1.

INTRODUCTION

Free Space Optical (FSO) communication, as a wireless optical communication technology characterized by high bandwidth, high speed, high security, abundant spectrum resources, and strong resistance to electromagnetic interference, is expected to be applied in new communication scenarios such as space-ground integration networks, satellite networks, and autonomous driving networks [1-3]. Traditional FSO communication systems use lasers as carriers to transmit the signals in free space, requiring precise alignment of the transmitter and receiver to establish a reliable full-duplex communication link. As the communication distance and the movement speed of terminals increase, the technical difficulty, hardware cost, and power consumption of high-precision alignment equipment also rise, which prevents the weight reduction of FSO transceivers and practical applications of FSO communication [4]. To address this issue, FSO systems using modulating retroreflector (MRR) have been developed by replacing one transceiver in the traditional FSO system with a semi-passive MRR terminal to construct an asymmetric full-duplex link. The MRR terminal mainly consists of an optical retroreflector and a spatial light modulator, and its complexity, power consumption, and cost are considerably reduced due to no requirement of laser source and high-precision alignment equipment, which makes it suitable for space and mobile communication scenarios [5-8]. In fact, MRR FSO communication systems need to reuse the laser carrier to achieve full-duplex communication. For the uplink communication that brings back the MRR terminal’s information to the transceiver, the laser carrier undergoes a round-trip transmission in the atmospheric channel, and experiences quadruple beam expansion and double atmospheric turbulence effects. The consequent severe signal attenuation and disturbance limit the communication quality and distance [9-11].

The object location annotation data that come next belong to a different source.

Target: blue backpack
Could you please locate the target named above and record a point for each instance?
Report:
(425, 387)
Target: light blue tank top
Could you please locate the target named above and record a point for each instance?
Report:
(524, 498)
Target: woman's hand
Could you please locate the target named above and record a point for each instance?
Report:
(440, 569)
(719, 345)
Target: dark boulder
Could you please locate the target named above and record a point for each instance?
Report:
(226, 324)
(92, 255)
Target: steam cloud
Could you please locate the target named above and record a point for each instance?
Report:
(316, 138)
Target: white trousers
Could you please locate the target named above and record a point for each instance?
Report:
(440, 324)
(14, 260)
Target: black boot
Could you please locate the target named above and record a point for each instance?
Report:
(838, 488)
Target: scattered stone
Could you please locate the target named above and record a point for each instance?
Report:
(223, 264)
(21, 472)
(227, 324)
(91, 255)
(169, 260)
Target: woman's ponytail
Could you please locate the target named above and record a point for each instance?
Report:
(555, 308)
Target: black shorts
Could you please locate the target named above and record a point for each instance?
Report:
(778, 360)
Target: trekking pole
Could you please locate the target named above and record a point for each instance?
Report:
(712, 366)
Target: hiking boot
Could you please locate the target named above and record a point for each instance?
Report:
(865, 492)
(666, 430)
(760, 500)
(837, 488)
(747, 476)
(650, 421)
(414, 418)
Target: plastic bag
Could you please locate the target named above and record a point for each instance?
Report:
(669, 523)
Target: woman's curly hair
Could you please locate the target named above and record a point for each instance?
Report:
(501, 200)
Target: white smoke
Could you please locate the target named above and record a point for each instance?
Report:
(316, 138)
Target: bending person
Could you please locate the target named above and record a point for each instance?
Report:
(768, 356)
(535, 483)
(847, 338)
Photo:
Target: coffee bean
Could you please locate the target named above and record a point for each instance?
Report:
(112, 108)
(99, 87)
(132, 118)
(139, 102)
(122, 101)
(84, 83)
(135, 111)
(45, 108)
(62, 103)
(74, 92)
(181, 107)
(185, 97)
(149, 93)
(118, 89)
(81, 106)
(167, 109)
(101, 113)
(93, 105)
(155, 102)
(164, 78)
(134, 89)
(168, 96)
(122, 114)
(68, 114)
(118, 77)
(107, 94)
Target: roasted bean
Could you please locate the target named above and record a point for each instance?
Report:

Traditional FSO systems usually employ intensity modulation/direct detection (IM/DD), but coherent detection can improve receiver sensitivity to remedy the turbulence-induced fading, enhance optical signal frequency selectivity to suppress background light interference, and increase multi-dimensional signal modulation methods to enhance communication capacity. and hence it gains wide attention and research [12-17]. Kiasaleh et al. first used the K-distribution to describe atmospheric coherent channels and provided an analytical expression for average bit error rate of Differential Phase-Shift Keying (DPSK) [18]. Subsequent studies focused on different channel models, such as Lognormal, Gamma-Gamma, M-distribution, Lognormal-Rician, and modified Rician [19-23], analyzed various modulation formats, such as On-Off Keying (OOK), Pulse Position Modulation (PPM), Binary Phase Shift Keying (BPSK), M-ary Phase Shift Keying (MPSK), and Multiple Quadrature Amplitude Modulation (MQAM) [20, 24-27], and considered different diversity reception methods, such as Selection Combining (SC), Maximal Ratio Combining (MRC), and Equal Gain Combining (EGC) [27-29]. These extensive theoretical and experimental studies have basically confirmed that coherent detection offers better performance than direct detection in FSO communications. However, due to the strict frequency and phase matching requirements between the local oscillator (LO) light and the signal light, the control system becomes complex, and the computational burden of signal processing is heavy, thus limiting practical applications [13].

For MRR FSO communication systems, the transceiver transmits a laser beam towards the MRR terminal, and the echo beam reflected by the retroreflector returns to the transceiver [30]. It is evident that the echo beam and the transmitted beam are produced by the same laser and recombined at the transceiver, making the MRR FSO communication system structure naturally suitable for coherent detection, especially for homodyne detection [10]. However, the round-trip MRR FSO channel is different from the traditional single-trip FSO channel. So far, research on coherent detection for MRR FSO communication systems is still rare, with some studies focusing on reflective coherent fiber communication [31] and experimental studies on fiber-based coherent MRR FSO systems [32, 33].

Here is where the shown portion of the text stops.